Helen Seymour says: “Being free range makes a big difference to how they taste,”
“Jo’s chickens are leaner, fleshier, cook well and are absolutely delicious to eat. They require a slightly longer cooking but are succulent and the flavour is excellent.”
Back on the farm, the chickens are divided into two living groups the “layers” and the “eaters”.
Chickens are sociable birds and live in flocks of 180. Battery farms frequently have more than 20,000 living together in cramped conditions.
I was fascinated by the layers excavating deep dust baths. “This is an essential behaviour for chickens keeping their feathers glossy and free of parasites. These chickens lay for up to four years and are sold as ‘soup birds’,” says Jo.
“Their flesh is too tough for eating but they make excellent stock or soup.”
Jo has a licence to slaughter the chickens on the farm and butcher her own meat in a specially designated unit, again on the farm.
Both slaughtering and butchering on site reduce the food miles involved in producing this meat.
As I proceed with my tour of the farm, I meet a lively saddleback sow with several piglets in tow.

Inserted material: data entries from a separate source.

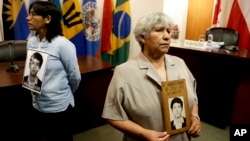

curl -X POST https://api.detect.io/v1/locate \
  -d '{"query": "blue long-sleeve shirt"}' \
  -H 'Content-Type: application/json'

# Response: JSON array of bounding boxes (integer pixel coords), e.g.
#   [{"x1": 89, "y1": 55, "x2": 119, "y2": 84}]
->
[{"x1": 27, "y1": 36, "x2": 81, "y2": 113}]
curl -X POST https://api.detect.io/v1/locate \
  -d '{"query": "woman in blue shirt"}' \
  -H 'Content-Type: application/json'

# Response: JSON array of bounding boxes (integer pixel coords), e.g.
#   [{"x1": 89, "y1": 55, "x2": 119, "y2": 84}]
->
[{"x1": 24, "y1": 1, "x2": 81, "y2": 141}]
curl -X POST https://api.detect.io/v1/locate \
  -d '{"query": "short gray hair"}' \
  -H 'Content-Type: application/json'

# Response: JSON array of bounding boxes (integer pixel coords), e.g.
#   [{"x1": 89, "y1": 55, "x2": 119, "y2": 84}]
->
[{"x1": 134, "y1": 11, "x2": 174, "y2": 50}]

Before I get chance to become sentimental I witness a dose of porcine tough love. The sow places her snout under the belly of her cute piglet and tosses him into the air. Clearly pigs can fly.
Jo’s saddlebacks are kept for seven months – twice as long as intensively reared pigs. Slaughtering takes place at an abattoir, licensed to kill organic meat, three miles away.

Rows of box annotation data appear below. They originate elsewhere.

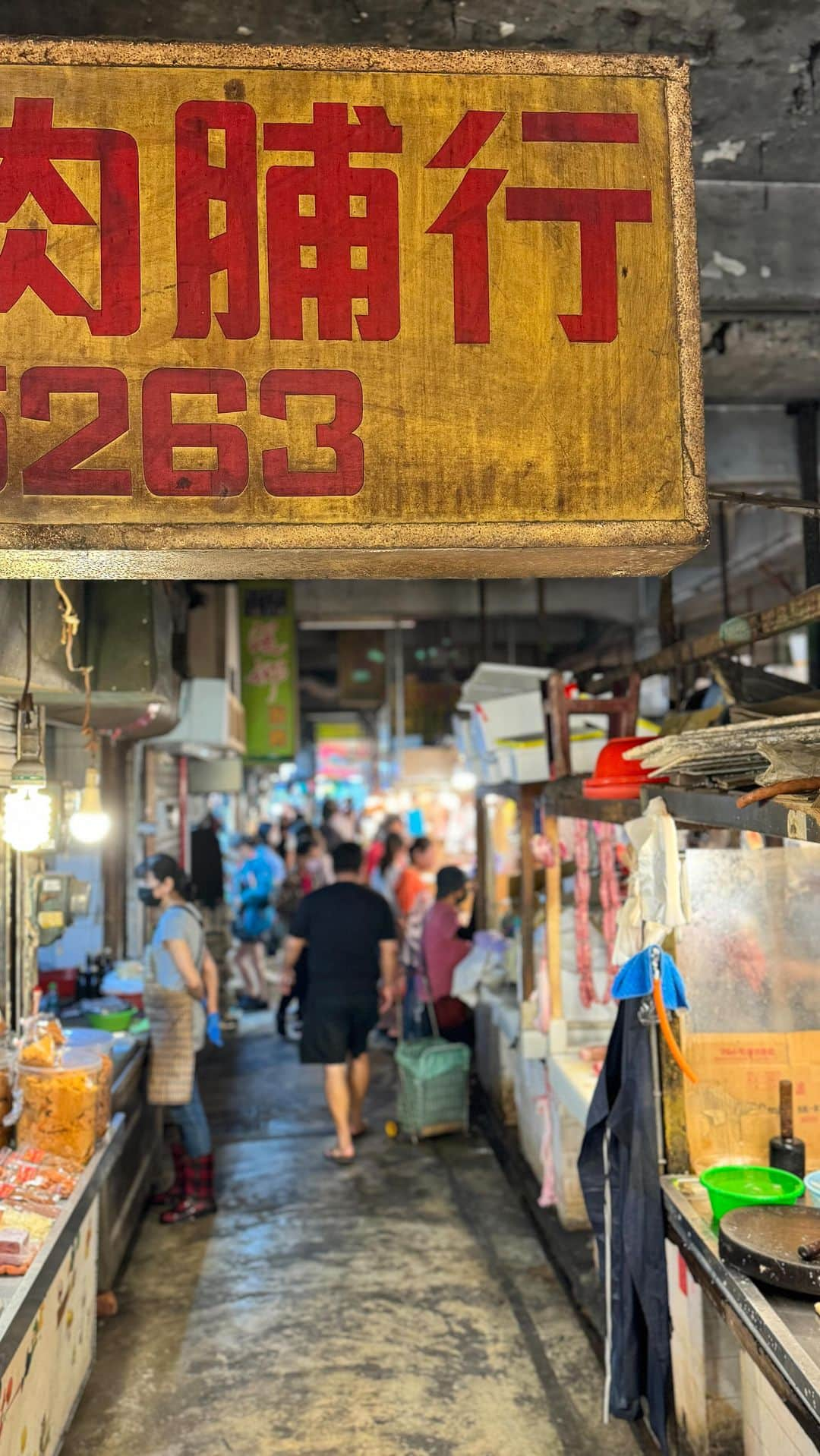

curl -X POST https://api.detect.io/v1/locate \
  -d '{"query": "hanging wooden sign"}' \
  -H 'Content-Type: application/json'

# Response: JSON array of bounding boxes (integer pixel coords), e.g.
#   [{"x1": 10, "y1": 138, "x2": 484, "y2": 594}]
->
[{"x1": 0, "y1": 41, "x2": 706, "y2": 577}]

After the success of the Fowl Co-op, Helen asked Jo if she would roll the scheme out to include pigs and so the Headingley Pig Co-op was set up. It costs members £93 to receive one batch of organic free-range pork each month for three months. There is a choice of cuts but the basic pack consists of a leg joint, diced pork, pork steaks, chops or gammon steaks, a pack of sausages and some bacon.

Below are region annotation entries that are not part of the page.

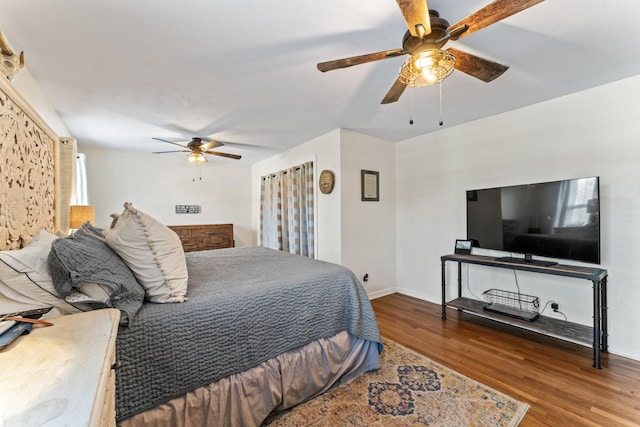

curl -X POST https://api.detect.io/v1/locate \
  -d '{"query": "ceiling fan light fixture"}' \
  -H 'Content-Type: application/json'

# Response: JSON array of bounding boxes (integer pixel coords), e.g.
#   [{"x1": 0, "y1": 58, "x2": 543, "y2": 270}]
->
[
  {"x1": 400, "y1": 48, "x2": 456, "y2": 87},
  {"x1": 187, "y1": 151, "x2": 208, "y2": 165}
]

What do members of the Fowl and Pig Co-ops think of the scheme? Victoria Burley, a working mother, who is both a keen gardener and cook, is delighted.
“I belong to the scheme because I think Jo is doing such an amazing job producing the quality of meat she does.
“The meat is tasty and my family really enjoy it. It is also wonderful to visit the farm and see how the animals
“The public can also get involved with growing organic vegetables on the farm and we can support them while they learn how to do it,” says Jo.
It all seems such a lot of work but Jo does have some help from Kirstin Glendinning – the regional development co-ordinator for the Soil Association who is based on the farm.
But what happens to the profits of the Co-ops?
Jo points me to a new poly tunnel which she has recently bought. It is early spring and the range of verdant leaves is remarkable. Jagged-edged Mizuna, Red Russian Kale, Namenia – or turnip tops – Purple Mustard and Winter Crop Lettuce were all doing well.
Jo, who is 51, has lived on the farm nearly all her life.
“My father worked for the National Coal Board and my mother was a farmer’s daughter. When the chance came to buy part of Swillington Hall, he jumped at it and bought the near derelict stable block.
“That was in the 1950s at a time when hardly anyone
was renovating properties,” said Jo.
Swillington Hall was owned by the Lowther family but was demolished in 1952. It is a historically and environmentally important site. Its diverse range of habitats including woodland, marsh, pasture and ponds supports a wide variety of wildlife including barn, little and tawny owls and a variety of ducks, waders and butterflies.
As I left, I was full of admiration for the hard work Jo devotes to her enterprising farm. Her tenacity and commitment to the animals, her customers and landscape is remarkable.